Yanlış yapmadan doğrunun bulunamayacağını, hatayı gizlemektense onunla yüzleşmenin daha öğretici olduğunu, halkın hata yapana değil hatasını inkâr edene mesafeli durduğunu, en iyi niyetli yalanın en adi gerçekten bile daha olumsuz sonuçları olduğunu kabul etmeli ve bunların tam tersi reflekslerle döşenmiş ezberlerimizi bir yana bırakmalıyız.
• İşsizler ve fakirlik için politikalar geliştirilmeye nereden başlanmalı?
• İşsizlik sorununu çözmenin birçok mesele ile bağlantılı bütünlüklü bir süreç gerektirdiği ortadadır. Ancak böylesi bir konudan konuşabiliyor olmak dahi ülkenizde üretim olmasını gerektirir. Yani, sorunuzun cevabı üretimdir. Gene de şunu vurgulamama izin verin, üretim olmadan ne işsizliğe çare bulabilirsiniz ne de herhangi bir sosyal politika geliştirebilirsiniz. Ancak sırf üretimin varlığı da bu sorunları çözmez. Üretim “gerek şart”tır. Ancak “yeter şart” değildir. Yeter şart; sosyalist perspektifi olan, emekçi sınıflara dayalı bir kitleye hesap veren siyasal bir önderliktir.
• SYRİZA örneğinde görme özürlü bir bakan dikkat çekti. Ülkemizde engelliler ya da pozitif ayrımcılığa ihtiyaç duyan kesimlerin temsiliyeti niçin sağlanmıyor?
• Bu sorunun iki boyutlu bir cevabı var. Öncelikle siyasal yapıların böyle bir sorunu olmadığı için engelli insanların temsiliyetini önemsemiyorlar. “Gerekirse biz onların haklarını da savunuruz” psikolojisi siyasal örgütlerde çok yaygın. Oysa siyasal örgütlenme bir avukatlık bürosu değildir ve kimse kimsenin hakkını savunamaz. Her sorunu bizzat o sorunu yaşayan özneyi dahil ederek çözebilirsiniz. Siyasal örgütlenme de işte bu öznelerin ortak örgütüdür, öyle olmalıdır. Bu noktada siyasal özneler kendisilerine “aday gösterecek engelli” bulmalı ve vitrin düzenlemesi yapmalı demiyorum, aksine “her kesimi olduğu gibi, engellilerin oluşturduğu kesimi de toplum içerisinde özne kılmalı, öne çıkan taleplerini destekleyerek güçlendirmeliyiz” diyorum. Yaşam zaten gerisini halledecektir. Bu Yunanistan’da da böyle olmuştur.

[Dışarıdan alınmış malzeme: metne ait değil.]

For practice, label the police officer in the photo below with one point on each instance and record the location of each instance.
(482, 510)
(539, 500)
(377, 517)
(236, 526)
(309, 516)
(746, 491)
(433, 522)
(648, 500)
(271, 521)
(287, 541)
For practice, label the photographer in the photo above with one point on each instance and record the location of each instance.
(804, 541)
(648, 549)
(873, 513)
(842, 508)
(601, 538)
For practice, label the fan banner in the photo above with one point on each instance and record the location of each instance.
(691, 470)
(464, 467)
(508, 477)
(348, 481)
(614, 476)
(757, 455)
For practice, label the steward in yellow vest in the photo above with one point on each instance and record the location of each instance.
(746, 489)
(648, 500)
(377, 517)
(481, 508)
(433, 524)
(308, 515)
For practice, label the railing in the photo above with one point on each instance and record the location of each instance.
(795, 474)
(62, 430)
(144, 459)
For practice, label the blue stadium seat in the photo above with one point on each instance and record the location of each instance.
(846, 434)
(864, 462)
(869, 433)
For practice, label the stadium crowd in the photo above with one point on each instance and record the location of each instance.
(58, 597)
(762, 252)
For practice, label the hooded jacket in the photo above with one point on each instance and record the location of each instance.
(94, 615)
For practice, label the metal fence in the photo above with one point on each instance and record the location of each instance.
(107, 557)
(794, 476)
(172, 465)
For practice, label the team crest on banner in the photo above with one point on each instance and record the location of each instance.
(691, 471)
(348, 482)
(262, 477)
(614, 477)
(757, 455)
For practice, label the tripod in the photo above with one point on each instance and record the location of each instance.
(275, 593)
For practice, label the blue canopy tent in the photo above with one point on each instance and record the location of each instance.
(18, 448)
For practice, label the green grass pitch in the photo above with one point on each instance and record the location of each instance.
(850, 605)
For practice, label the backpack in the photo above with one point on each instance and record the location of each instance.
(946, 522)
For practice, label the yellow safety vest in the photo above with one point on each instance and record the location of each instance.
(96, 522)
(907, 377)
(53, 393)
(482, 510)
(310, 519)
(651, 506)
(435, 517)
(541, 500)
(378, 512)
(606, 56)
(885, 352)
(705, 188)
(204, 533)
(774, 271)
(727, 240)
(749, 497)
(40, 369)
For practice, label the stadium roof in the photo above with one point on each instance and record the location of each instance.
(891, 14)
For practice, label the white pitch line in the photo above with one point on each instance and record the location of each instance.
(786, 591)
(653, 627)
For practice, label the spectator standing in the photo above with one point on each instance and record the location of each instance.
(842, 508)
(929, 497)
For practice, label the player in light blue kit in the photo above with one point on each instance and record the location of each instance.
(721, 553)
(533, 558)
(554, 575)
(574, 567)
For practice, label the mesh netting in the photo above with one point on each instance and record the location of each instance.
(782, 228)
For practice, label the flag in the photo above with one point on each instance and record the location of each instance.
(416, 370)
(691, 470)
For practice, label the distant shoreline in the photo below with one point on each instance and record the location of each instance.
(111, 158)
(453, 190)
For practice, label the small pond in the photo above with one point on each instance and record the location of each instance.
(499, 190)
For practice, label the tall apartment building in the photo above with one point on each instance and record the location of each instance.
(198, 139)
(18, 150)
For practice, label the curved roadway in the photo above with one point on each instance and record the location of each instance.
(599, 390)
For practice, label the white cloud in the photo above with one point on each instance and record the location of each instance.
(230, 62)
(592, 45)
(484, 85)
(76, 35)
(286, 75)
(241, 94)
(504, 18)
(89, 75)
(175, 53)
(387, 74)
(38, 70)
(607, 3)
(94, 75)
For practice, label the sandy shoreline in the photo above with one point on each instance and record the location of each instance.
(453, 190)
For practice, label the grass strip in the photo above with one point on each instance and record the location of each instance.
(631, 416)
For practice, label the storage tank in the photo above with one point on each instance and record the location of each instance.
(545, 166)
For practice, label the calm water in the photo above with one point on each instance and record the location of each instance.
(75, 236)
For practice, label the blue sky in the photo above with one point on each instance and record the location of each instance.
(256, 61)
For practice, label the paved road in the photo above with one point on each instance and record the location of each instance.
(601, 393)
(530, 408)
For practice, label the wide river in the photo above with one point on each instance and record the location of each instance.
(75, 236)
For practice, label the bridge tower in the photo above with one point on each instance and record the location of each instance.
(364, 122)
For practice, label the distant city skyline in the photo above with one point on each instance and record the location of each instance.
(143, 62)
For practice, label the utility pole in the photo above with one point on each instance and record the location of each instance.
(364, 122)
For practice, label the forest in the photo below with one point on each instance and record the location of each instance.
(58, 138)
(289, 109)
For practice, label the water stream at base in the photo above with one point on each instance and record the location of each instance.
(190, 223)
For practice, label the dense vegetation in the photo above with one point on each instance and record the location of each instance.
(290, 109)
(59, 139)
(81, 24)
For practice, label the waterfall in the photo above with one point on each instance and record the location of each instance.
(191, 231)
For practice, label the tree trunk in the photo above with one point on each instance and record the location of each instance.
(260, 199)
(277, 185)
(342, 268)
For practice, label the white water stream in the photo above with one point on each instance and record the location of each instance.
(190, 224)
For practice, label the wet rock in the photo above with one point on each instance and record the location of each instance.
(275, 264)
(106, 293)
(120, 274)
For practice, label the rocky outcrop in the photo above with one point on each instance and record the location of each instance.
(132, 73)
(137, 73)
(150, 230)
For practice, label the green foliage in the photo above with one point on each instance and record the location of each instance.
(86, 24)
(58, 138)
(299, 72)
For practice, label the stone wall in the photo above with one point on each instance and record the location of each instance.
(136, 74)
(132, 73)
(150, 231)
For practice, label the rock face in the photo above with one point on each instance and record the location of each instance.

• Köylerin isimlerinin iadesi, militarist törenlerin kaldırılması, genel sağlık sigortası, işsizlik ödeneği (bu örnekler çoğaltılabilir) gibi uygulamalar hayal mi?
• Soruda örnek olarak belirtilen noktalara teker teker cevap vermeyeceğim. Bunların arasında karşı olduğum da var, bizde zaten yetersiz de olsa uygulanmakta olan da... Daha çok sorunun ruhuna cevap vermek istiyorum, yani “bizde emekten, emekçiden, barıştan, halktan yana sosyal politikaların uygulandığını görmemiz mümkün mü yoksa hayal midir?” sorusuna...
İçinde yaşadığımız mevcut koşullarda böylesi politikaların uygulanmasını beklemek hayaldir. Mevcut koordinatlarla belirlenmiş “gerçekçi” partilerimizin, realiteleri sorgusuz sualsiz benimseyen, benimsemeyene de benimsetmek için elinden geleni yapan pratiği ile hangi parti hükümet olursa olsun emekten yana bir dönüşüm mümkün değildir.
Ama kendi halkına, özgücüne ve pratiğine güvenen, ittifaklara, diyaloga, hayattan öğrenmeye açık, hata yapmaktan, hatası ile yüzleşmekten korkmayan, yalana, inkâra, gizlemeye kaçmayan, korku ve çekingenlikle değil neşe ve atılganlıkla motive olan samimi bir örgütlenme ile bu mümkün... Zor ama mümkün... Üstellik bu “zor”un zorluk derecesi de giderek azalmakta. Yunanistan’da yaşananları günlerdir konuşuyoruz. Türkiye’de AKP’nin ve Tayyip Erdoğan’ın tüm zulmüne rağmen yükselen Gezi süreci de yeni gelişmelere gebe... Yani hem Yunanistan hem de Türkiye’de umulmadık şeyler oluyor, bu da Kıbrıs’ta artık akvaryumun suyunun değişmekte olduğunun bir göstergesi. Yakın geçmişte “radikal” sayılan fikirlerin yakın gelecekte halkımız tarafından yaygınlıkla benimsendiğini görmek birçoğunu şaşırtabilir. İşte o zaman, bugün “hayal” sayılanların “realite” haline geldiğini yaşayarak görebiliriz.